Nevertheless, the notable decline in fibronectin and hyaluronic acid serum levels and significant negative correlations between zinc level and each of hyaluronic acid and TGF-B levels reflect the role of zinc supplementation to act against the mechanism of liver fibrosis and may represent what happened in the early stages of liver fibrosis in HCV.
Hence, our conclusions appear to be consistent with a few other reports which concluded that zinc concentrations reduced significantly with the progression of liver fibrosis and considered oral zinc supplementation to be beneficial in treating chronic hepatitis C (Hosui et al. 2018, 2021; Nishikawa et al. 2020; Kiouri et al. 2023).

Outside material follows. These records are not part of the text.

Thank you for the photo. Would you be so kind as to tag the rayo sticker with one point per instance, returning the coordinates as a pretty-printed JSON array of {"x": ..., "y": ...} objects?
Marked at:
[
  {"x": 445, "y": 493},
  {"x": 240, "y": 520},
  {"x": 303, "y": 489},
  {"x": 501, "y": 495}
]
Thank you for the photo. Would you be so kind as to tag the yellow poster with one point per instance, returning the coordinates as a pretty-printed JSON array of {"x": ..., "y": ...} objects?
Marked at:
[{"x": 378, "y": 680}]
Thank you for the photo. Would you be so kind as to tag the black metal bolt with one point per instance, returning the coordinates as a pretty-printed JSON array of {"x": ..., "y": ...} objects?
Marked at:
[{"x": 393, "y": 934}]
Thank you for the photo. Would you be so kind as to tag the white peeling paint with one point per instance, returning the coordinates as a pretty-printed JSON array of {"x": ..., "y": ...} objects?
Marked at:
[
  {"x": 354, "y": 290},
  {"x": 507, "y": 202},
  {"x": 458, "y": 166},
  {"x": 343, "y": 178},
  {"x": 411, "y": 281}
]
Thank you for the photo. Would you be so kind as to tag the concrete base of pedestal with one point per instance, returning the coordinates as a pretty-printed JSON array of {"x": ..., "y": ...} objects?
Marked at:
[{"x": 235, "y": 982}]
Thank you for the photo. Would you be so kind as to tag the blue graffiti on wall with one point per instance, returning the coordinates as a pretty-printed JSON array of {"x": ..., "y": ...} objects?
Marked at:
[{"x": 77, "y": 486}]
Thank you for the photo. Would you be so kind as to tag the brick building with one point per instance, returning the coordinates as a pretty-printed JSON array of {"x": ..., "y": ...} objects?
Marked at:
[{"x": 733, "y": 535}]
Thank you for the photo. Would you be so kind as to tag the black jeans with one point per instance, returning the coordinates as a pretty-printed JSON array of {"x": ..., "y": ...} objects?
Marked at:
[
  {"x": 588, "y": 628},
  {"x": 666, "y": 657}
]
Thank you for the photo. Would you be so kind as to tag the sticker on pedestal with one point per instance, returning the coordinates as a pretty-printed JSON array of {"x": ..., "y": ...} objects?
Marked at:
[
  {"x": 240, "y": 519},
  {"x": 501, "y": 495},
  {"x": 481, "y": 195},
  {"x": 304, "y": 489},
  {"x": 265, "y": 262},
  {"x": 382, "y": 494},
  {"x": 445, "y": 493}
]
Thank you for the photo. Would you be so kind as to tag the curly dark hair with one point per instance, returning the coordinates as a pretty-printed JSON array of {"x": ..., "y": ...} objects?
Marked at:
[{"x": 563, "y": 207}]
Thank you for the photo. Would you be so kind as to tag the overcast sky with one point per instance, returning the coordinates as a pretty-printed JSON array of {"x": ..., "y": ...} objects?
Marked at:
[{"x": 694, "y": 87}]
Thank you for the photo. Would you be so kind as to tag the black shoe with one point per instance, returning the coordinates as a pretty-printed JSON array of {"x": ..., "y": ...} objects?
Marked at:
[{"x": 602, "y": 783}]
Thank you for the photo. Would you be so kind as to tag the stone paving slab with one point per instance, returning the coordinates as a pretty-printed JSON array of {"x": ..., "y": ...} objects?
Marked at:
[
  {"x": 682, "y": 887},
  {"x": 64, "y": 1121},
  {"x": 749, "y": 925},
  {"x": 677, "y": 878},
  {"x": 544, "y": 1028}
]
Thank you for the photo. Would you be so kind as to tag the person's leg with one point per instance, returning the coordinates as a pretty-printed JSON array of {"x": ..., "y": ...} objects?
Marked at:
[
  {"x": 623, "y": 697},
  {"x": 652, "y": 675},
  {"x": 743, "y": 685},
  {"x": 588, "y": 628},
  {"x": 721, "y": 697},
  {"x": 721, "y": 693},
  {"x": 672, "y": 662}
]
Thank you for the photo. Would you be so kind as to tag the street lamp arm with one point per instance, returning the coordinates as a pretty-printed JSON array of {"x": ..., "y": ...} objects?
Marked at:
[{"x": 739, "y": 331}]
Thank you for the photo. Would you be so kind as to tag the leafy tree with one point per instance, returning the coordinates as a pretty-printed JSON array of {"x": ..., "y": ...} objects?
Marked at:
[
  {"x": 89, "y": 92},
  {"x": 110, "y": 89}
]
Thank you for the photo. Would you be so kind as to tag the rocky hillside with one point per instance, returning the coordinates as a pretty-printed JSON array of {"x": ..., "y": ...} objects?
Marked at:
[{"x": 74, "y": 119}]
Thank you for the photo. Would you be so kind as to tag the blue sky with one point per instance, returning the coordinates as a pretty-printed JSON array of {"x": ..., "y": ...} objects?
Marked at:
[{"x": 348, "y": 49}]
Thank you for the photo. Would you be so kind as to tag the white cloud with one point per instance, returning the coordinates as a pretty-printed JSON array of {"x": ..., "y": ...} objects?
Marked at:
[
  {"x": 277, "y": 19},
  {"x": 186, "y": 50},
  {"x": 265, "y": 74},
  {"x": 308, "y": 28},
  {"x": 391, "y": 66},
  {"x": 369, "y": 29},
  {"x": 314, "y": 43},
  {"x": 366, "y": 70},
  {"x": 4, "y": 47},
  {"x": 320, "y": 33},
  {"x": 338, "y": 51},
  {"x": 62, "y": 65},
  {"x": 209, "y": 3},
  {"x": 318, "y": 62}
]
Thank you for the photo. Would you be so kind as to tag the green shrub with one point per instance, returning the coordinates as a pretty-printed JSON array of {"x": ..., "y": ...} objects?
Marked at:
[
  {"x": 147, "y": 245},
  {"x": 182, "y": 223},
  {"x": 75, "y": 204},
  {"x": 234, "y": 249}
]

One of the study's highlights is that it is the first clinical research focused on comparing the effectiveness of oral zinc sulfate tablets for liver fibrosis in Egyptian patients with hepatitis C virus who are receiving the DAAs combination of sofosbuvir 400 mg and daclatasvir 60 mg.
Study restrictionsWhile our clinical research yielded beneficial results, it is important to acknowledge certain limitations. These include the study's open-label design, a single dose of 50 mg elemental zinc and a somewhat small sample size. Therefore, further larger-scale research with other doses of zinc and longer duration is necessary to confirm and expand on our findings.